Pero lo que el alto tribunal sí que censura es la letra pequeña de los decretos. En concreto, la sentencia remarca que tanto el decreto que subvenciona el copago de la dependencia como el farmacéutico deben ayudar a personas que se encuentren «en situación real de necesidad». Y no ocurre así: el TSJ explica que del contenido de los dos decretos «no se extrae como consecuencia que las personas beneficiarias de las ayudas se hallen en todo caso ante una situación de necesidad, la cual deberá derivarse de los medios económicos que las mismas posean».

A juicio del alto tribunal, uno y otro decreto «deberían fijar los presupuestos económicos que deben poseer las personas con diversidad funcional y los pensionistas para acceder a la subvención. Al no haberlo hecho así -completa- «se incumple el mandato constitucional y se desvirtúa la finalidad de las subvenciones que aquellas normas establecen». En consecuencia, «procede por dichos motivos estimar el recurso contencioso-administrativo y declarar la nulidad de los decretos impugnados». El auto impone el pago de las costas procesales a las partes demandadas, la Generalitat y el Comité de Entidades Representantes de Personas con Discapacidad de la Comunitat Valenciana.

En la sentencia, el tribunal valenciano reconoce que la actividad prestacional puede desplegarse en tres zonas: la que corresponde al sistema de la Seguridad Social, la externa a éste y que corresponde a las Comunidades Autónomas, y una tercera, en la que confluyen ambas. Y constata que es una exigencia del Estado social de Derecho que quienes no tengan cubiertas sus necesidades mínimas por la modalidad no contributiva del sistema de la Seguridad Social «puedan acceder a otros beneficios o ayudas».

Ahora bien, se remarca, el Constitucional exige que en esos casos la CC AA aprecie «una situación real de necesidad en la población beneficiaria». Del contenido de la sentencia se extrae que la subvención es legítima y podría sostenerse, pero la redacción del decreto no aclara cuáles son esas situaciones reales de necesidad, y por ese motivo, el TSJ los anula.

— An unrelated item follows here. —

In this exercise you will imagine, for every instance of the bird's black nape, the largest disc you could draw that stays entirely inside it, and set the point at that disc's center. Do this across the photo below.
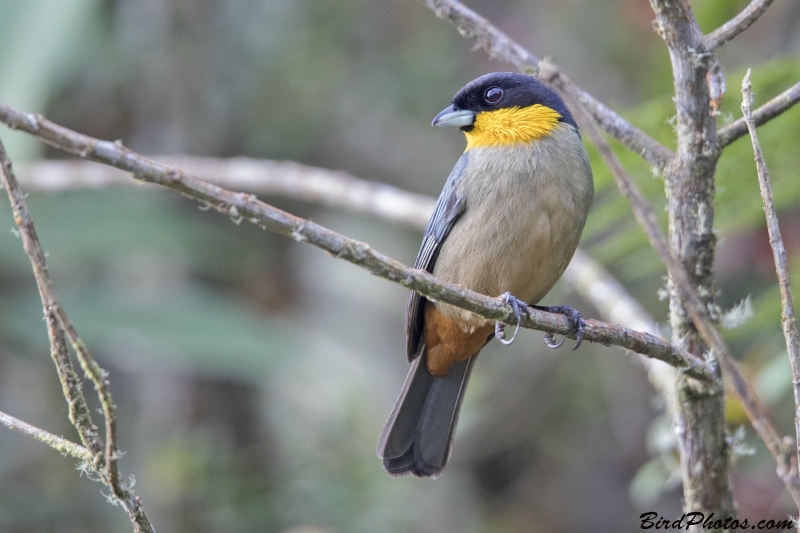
(518, 90)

Tumbar los decretos que subvencionaban el copago de la dependencia y el farmacéutico es, obviamente, una mala noticia para los colectivos afectados. Pero es además un varapalo de primera dimensión para el Ejecutivo valenciano. Tanto porque la anulación se produce como consecuencia de una carencia en la redacción del decreto -la especificación de los supuestos en los que los beneficiarios podrían obtener esas ayudas- como porque lo que se tumba son dos de los grandes conquistas exhibidas hasta la fecha por el Ejecutivo valenciano. Cuando el Gobierno central presentó su recurso, la titular de Sanidad, Carmen Montón, lamentó la «obsesión» del gobierno de Mariano Rajoy por defender los recortes sanitarios puestos en marcha por el PP «y enfrentarse a las medidas de recuperación de derechos sanitarios impulsadas por el Consell». «El Gobierno de Rajoy no solo se enfrenta al Consell, sino, lo que es mucho más grave, a las miles de personas que ahora ya pueden acceder a los tratamientos médicos prescritos por su médico que no iniciaban o no continuaban debido a los copagos», señaló Montón.

El correctivo que el TSJ le impone al Consell de Puig y Oltra en el ámbito sanitario con la anulación de estos dos decretos se suma al que el mismo tribunal acordó al dar luz verde, primero a la suspensión cautelar del decreto de pluriligüismo, y a continuación al recurso del Ejecutivo valenciano que trató de levantar esa suspensión cautelar.

Pero el primer batacazo serio ante los tribunales se lo llevó el Gobierno valenciano en mayo de 2016, cuando el Tribunal Constitucional rechazó su recurso contra la Ley de Presupuestos Generales del Estado de ese año por rechazar el llamado Fondo de Suficiencia Global

El Consell ha tenido problemas con los tribunales por las sentencias que han puesto en jaque la supuesta transparencia de su gestión -varias condenas por no dar documentos al PP- así como con la negativa a hacer pública la relación de puestos de trabajo de su sector público.